Oanda senior market analyst Jeffrey Halley noted that President Joe Biden is envisaging a US$1.8 trillion deficit next year. This, he said, could have boosted investor sentiment in the region.

"Of course, what the president would like, and what he will get from Congress could be quite different. But with that level of spending, Asia appears to feel that some of that goody bag will fall their way, and Asian equity markets have risen today," he added.

But Wall Street's session overnight produced a mixed bag.

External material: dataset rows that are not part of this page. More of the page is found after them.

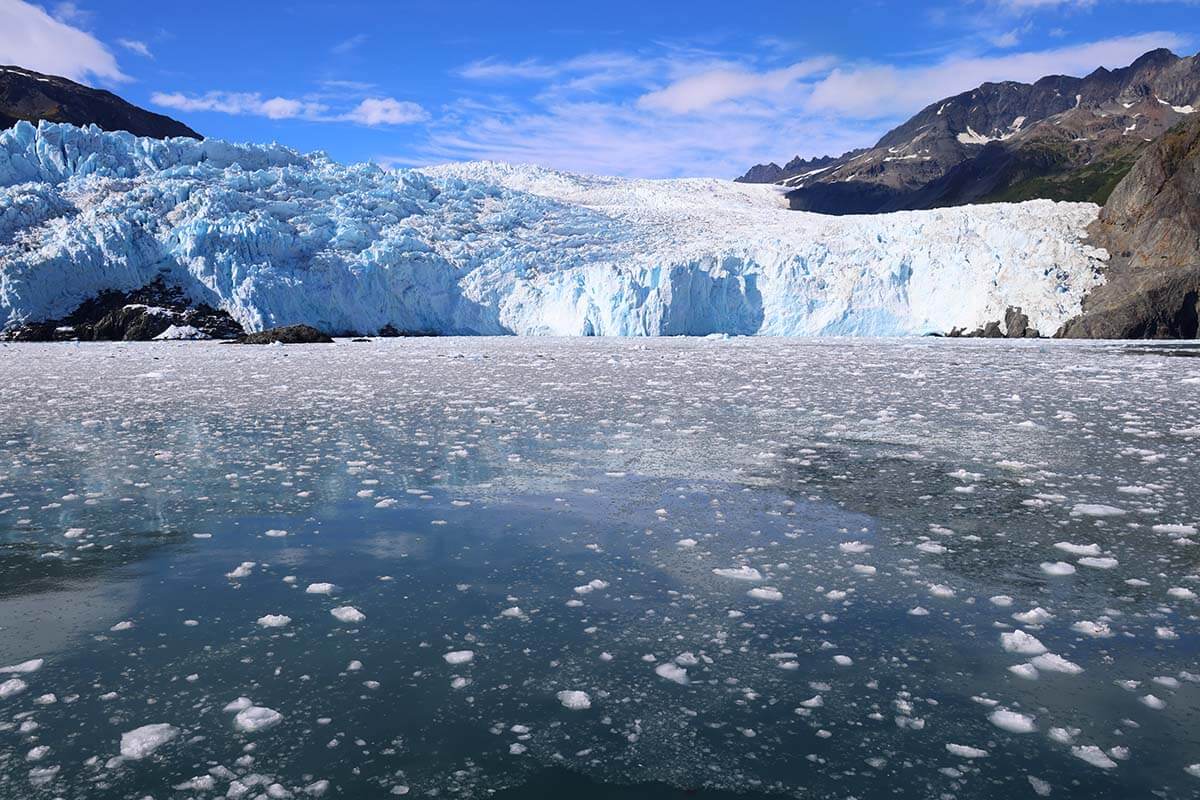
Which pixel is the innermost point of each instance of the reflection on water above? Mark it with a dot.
(449, 567)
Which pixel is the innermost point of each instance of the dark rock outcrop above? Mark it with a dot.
(33, 96)
(138, 316)
(1059, 138)
(1151, 229)
(287, 335)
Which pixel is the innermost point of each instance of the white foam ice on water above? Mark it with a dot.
(142, 741)
(275, 236)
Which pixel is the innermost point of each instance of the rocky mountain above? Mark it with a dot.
(1060, 138)
(1151, 228)
(33, 96)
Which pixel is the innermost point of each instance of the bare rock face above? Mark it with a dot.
(287, 335)
(1151, 228)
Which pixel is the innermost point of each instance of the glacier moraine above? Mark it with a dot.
(601, 567)
(279, 238)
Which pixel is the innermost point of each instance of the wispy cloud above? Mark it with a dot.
(371, 110)
(135, 46)
(34, 38)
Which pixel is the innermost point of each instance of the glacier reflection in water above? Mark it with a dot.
(447, 567)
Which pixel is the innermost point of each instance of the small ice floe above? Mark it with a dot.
(672, 672)
(1093, 756)
(1053, 662)
(1036, 615)
(1012, 721)
(575, 701)
(1026, 671)
(1095, 510)
(1021, 643)
(739, 573)
(1079, 549)
(142, 741)
(241, 571)
(459, 656)
(347, 614)
(256, 717)
(965, 751)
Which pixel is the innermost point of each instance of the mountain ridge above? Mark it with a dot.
(1060, 138)
(31, 96)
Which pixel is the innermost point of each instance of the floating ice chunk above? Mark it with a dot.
(257, 717)
(347, 614)
(739, 573)
(1021, 643)
(241, 570)
(575, 701)
(142, 741)
(1079, 549)
(1095, 510)
(1093, 756)
(1036, 615)
(964, 751)
(1029, 672)
(672, 672)
(460, 656)
(1051, 662)
(1012, 721)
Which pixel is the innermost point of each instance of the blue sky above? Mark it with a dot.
(651, 88)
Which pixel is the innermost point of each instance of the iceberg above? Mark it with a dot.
(279, 238)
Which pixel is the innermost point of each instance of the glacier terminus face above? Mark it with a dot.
(277, 238)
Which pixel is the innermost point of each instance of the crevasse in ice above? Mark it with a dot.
(275, 236)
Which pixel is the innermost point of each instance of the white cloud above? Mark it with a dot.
(712, 86)
(372, 110)
(135, 46)
(31, 38)
(240, 103)
(883, 91)
(387, 110)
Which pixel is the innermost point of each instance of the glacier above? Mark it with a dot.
(276, 236)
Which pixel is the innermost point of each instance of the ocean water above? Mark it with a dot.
(603, 569)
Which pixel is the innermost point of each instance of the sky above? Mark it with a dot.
(641, 88)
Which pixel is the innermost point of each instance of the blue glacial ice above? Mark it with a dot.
(276, 236)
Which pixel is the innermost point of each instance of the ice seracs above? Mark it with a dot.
(497, 248)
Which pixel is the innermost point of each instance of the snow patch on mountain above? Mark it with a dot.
(275, 238)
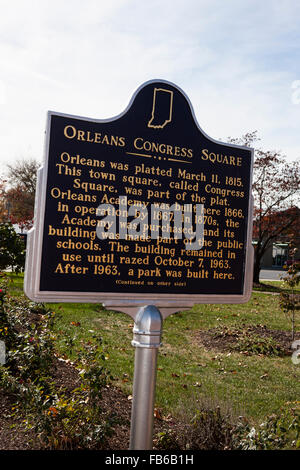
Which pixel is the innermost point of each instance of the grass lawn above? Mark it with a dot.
(250, 385)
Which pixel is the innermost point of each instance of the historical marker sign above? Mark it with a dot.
(141, 209)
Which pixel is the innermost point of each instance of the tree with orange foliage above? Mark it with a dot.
(20, 194)
(276, 188)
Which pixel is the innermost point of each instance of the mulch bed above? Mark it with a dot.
(14, 437)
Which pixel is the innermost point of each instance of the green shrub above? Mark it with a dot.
(12, 248)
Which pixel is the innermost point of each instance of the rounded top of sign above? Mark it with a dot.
(163, 96)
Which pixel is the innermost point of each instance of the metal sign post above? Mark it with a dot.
(146, 339)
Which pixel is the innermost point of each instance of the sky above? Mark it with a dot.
(238, 61)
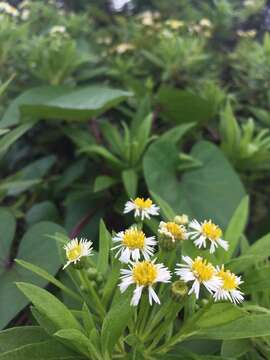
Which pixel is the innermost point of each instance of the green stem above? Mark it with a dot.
(86, 282)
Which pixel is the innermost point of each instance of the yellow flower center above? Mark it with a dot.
(211, 231)
(134, 239)
(143, 204)
(229, 279)
(74, 253)
(176, 230)
(144, 273)
(202, 270)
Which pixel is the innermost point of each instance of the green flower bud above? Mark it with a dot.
(82, 264)
(179, 290)
(92, 273)
(181, 219)
(166, 242)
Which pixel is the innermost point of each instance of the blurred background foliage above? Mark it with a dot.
(104, 101)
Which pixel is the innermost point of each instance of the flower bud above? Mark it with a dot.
(166, 242)
(181, 219)
(179, 290)
(92, 273)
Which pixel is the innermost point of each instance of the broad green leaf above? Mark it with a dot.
(235, 348)
(32, 96)
(11, 137)
(45, 350)
(260, 248)
(49, 305)
(104, 248)
(130, 180)
(75, 104)
(116, 321)
(236, 227)
(48, 277)
(74, 338)
(36, 248)
(212, 191)
(7, 232)
(219, 314)
(257, 280)
(182, 107)
(250, 326)
(104, 182)
(165, 208)
(19, 336)
(45, 210)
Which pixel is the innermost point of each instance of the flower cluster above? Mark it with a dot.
(134, 248)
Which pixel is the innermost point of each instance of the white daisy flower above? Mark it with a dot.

The Dow Jones Industrial Average gained 0.4 per cent and the S&P 500 rose 0.1 per cent but Nasdaq fell 0.01 per cent.

On the local bourse, iFast Corporation was the biggest gainer, adding 5.7 per cent to $8.49.

The lenders were also among the biggest gainers: DBS added 1.2 per cent to $30.41; UOB rose 1 per cent to $26.28; and while OCBC gained 0.8 per cent to $12.50.

Another notable gainer was Southern Alliance Mining, up 6.7 per cent to 96 cents, after being the biggest decliner on Tuesday and Thursday.

Haw Par Corporation was the biggest loser, shedding 2.5 per cent to $13.46 while Singapore Exchange was down 1.4 per cent at $10.39.

Jiutian Chemical led the trades, ending flat at 9.9 cents with 60.5 million shares done.